L'éthique déontologique s'oppose à une éthique conséquentialiste qui propose de juger les actions humaines uniquement en fonction de leurs conséquences. Il s'agit ici d'observer quel type de conséquence importe à la personne, conséquence pour l'homme exclusivement, ou conséquence pour la communauté homme-animal.
Si l'éthique déontologique ou conséquentialiste font appel à la raison, l'éthique affectiviste laisse le primat aux sentiments pour réaliser un jugement d'ordre moral.

Raison contre sentiment pour fonder notre éthique, c'est ce qui oppose Hume à Kant. Hume positionne ainsi le sentiment moral d'humanité comme ultime dans le jugement moral : « Il semble évident que les fins ultimes des actions humaines ne peuvent jamais, en tout cas, être représentées par la raison, mais se rattachent entièrement aux sentiments et aux affections de l'humain, sans aucune dépendance des facultés intellectuelles. » [2].
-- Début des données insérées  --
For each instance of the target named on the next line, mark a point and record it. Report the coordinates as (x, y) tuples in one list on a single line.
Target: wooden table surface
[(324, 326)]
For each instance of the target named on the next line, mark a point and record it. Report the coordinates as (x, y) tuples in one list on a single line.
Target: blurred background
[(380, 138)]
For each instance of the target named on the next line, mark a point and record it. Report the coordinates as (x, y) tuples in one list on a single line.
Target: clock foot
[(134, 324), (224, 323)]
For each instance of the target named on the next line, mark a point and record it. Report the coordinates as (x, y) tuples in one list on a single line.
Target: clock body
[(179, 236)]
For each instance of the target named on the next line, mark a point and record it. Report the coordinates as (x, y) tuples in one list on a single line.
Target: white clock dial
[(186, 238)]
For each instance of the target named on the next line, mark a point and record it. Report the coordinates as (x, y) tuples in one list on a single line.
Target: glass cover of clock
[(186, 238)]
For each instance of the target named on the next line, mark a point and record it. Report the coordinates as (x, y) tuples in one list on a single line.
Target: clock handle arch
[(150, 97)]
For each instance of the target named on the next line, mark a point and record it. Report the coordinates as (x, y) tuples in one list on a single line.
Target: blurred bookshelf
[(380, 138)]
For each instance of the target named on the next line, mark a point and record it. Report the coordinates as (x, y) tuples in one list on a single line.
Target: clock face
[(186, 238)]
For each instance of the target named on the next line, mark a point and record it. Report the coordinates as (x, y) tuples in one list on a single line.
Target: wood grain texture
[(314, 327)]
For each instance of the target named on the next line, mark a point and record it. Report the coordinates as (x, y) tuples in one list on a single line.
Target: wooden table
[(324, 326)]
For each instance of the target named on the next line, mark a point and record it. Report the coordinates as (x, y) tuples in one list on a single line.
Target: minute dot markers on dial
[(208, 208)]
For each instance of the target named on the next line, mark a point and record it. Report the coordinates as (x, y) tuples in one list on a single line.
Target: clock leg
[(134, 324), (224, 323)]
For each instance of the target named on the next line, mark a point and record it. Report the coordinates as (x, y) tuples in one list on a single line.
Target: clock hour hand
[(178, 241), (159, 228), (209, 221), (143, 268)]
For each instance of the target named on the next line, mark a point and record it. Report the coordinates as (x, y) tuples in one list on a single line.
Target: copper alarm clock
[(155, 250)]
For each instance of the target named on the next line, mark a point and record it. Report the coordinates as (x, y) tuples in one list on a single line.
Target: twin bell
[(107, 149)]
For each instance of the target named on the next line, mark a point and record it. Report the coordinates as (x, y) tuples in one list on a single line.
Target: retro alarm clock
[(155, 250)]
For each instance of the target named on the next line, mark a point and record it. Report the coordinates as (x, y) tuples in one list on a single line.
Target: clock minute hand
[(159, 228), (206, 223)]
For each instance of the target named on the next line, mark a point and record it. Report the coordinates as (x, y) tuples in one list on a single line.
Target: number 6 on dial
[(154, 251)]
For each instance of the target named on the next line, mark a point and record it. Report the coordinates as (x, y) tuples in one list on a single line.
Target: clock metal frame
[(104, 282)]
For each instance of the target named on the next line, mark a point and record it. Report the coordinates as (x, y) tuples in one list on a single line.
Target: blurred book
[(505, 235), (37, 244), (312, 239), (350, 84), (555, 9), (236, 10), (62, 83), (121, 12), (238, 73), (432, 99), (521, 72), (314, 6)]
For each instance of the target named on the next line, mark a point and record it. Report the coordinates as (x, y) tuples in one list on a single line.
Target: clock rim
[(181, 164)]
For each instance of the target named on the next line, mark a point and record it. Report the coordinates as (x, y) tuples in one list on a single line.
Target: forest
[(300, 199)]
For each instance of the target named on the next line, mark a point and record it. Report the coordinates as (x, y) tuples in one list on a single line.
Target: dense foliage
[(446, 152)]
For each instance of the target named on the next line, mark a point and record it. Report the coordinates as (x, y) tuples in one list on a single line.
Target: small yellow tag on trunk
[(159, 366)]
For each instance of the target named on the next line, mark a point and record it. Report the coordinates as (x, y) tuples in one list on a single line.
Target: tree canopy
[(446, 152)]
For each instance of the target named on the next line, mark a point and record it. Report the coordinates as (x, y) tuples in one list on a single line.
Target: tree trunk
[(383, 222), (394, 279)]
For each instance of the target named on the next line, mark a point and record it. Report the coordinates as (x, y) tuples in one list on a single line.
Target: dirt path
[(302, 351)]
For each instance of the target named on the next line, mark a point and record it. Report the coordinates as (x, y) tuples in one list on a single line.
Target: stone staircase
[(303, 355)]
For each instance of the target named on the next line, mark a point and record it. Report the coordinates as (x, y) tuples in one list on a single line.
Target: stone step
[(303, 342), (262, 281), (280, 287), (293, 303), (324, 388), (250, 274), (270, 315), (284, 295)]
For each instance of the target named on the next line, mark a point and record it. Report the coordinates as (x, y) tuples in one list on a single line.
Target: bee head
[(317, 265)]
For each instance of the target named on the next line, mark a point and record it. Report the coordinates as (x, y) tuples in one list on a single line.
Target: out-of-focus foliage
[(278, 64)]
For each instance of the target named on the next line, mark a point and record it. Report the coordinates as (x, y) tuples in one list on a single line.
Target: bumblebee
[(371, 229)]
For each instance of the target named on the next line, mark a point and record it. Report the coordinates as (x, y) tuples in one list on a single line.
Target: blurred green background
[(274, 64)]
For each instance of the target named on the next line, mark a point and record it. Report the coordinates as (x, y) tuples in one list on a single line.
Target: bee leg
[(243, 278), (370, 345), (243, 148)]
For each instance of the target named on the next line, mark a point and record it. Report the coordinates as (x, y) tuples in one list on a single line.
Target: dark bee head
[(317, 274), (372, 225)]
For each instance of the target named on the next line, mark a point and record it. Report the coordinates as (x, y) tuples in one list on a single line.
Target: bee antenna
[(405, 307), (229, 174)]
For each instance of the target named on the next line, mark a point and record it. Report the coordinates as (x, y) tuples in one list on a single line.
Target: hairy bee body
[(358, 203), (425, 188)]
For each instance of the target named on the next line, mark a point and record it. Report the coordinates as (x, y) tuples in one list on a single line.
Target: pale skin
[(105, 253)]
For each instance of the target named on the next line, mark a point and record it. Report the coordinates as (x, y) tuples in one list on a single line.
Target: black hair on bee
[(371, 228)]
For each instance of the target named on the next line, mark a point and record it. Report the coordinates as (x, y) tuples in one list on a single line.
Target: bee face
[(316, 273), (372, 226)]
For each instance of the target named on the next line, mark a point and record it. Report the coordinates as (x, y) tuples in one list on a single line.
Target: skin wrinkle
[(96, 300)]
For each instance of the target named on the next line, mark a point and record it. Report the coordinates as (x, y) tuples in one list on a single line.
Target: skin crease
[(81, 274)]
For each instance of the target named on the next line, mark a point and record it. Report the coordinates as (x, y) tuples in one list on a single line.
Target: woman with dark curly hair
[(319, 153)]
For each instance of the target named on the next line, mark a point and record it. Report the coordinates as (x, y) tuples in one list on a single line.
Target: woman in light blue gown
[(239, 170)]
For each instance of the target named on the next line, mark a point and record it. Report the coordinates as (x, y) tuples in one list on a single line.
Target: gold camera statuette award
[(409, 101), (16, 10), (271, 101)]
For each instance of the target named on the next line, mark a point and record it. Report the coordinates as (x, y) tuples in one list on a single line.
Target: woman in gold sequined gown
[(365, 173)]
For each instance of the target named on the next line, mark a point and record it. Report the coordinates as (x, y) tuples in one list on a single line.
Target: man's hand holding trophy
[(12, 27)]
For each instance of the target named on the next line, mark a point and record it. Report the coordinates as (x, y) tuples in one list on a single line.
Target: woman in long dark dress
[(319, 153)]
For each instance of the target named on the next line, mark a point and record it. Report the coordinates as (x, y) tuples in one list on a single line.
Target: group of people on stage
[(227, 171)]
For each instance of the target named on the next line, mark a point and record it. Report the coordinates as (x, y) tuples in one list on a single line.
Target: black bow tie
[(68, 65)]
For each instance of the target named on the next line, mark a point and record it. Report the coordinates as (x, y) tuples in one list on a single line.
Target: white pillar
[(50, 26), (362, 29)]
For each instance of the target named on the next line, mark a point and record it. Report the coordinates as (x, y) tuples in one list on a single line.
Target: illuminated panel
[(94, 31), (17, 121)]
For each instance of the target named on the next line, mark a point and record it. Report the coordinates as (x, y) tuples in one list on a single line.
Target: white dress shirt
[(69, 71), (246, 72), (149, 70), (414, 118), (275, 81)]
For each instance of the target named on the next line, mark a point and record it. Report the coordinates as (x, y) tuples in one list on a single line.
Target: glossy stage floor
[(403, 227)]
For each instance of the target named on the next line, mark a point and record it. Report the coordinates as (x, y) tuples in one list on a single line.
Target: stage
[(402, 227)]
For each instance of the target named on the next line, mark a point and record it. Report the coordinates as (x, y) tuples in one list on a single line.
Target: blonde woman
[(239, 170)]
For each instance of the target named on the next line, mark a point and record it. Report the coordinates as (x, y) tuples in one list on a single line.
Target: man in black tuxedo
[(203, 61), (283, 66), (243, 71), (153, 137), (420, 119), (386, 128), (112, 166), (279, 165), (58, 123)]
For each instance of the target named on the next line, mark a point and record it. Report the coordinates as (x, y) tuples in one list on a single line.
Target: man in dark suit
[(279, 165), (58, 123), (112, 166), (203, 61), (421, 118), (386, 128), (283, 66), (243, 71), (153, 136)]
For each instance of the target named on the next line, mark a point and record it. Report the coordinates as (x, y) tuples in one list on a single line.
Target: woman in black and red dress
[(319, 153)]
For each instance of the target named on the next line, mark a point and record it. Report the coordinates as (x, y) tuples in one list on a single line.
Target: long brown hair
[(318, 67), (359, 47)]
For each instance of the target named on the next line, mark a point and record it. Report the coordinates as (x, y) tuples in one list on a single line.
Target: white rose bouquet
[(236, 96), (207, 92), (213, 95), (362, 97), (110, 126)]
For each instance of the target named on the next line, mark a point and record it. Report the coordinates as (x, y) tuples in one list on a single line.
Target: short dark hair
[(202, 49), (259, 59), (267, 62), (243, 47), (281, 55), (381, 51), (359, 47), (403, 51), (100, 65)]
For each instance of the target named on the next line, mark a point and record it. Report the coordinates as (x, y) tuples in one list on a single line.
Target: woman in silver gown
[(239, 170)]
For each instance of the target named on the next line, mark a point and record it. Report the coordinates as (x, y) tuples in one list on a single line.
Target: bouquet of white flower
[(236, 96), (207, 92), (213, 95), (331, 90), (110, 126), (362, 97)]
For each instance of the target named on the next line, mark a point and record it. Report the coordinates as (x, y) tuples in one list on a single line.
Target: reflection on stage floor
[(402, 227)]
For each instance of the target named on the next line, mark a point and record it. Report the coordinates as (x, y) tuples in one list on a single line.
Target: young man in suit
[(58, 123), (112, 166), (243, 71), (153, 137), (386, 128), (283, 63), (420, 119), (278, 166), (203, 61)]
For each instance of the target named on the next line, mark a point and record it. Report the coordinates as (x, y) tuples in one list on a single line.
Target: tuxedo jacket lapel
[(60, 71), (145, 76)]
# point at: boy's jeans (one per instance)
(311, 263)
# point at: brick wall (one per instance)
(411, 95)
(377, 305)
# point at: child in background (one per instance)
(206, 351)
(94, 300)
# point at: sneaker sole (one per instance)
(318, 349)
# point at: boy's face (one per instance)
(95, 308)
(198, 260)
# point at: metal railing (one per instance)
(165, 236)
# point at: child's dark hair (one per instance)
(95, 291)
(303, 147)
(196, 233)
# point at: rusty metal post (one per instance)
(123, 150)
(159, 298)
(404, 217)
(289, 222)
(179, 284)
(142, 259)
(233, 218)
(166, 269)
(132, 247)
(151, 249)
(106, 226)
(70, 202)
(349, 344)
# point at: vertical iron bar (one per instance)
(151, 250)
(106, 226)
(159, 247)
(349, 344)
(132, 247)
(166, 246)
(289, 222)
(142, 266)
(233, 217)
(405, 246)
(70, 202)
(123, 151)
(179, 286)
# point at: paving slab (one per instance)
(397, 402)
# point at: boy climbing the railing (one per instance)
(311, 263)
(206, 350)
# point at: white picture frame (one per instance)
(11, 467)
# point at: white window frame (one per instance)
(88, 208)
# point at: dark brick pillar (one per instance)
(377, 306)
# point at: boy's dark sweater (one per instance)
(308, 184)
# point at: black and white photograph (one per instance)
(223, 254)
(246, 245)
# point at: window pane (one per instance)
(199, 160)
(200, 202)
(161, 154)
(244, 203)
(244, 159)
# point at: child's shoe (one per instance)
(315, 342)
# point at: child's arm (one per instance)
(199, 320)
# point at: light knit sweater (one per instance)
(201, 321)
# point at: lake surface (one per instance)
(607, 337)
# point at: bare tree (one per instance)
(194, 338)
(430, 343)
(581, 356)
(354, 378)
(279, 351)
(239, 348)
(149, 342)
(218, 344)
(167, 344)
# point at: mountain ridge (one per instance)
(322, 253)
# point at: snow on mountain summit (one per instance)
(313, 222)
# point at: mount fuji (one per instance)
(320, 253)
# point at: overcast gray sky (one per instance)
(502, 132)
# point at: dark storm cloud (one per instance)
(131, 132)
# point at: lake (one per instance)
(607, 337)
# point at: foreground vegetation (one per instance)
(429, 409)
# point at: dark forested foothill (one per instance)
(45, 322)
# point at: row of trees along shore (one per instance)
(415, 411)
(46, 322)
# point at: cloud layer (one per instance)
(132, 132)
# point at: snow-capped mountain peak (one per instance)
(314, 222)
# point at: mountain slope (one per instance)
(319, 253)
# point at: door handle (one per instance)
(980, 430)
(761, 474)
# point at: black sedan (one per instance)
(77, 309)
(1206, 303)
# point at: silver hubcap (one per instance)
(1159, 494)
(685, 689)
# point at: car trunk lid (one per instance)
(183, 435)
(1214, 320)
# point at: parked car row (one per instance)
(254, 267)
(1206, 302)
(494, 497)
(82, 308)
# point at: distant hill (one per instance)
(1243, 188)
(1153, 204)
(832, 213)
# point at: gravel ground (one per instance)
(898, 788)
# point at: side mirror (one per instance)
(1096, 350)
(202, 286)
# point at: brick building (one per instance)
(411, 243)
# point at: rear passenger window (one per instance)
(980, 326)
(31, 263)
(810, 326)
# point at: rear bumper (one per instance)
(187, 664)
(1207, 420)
Hume ne remet pas pour autant en cause la raison dans le jugement moral mais elle n'est pour lui qu'un motif pour l'action, « froide et sans attache », qui se borne à diriger l’impulsion en nous montrant les moyens adaptés aux fins. Si la raison peut reconnaître le vrai du faux, elle ne peut pas reconnaître le bien du mal. Le sentiment dans la relation qui s'exprime à la vue d'un animal en état de bien-être ou de mal-être est un guide moral pour les tenants de cette éthique affectiviste.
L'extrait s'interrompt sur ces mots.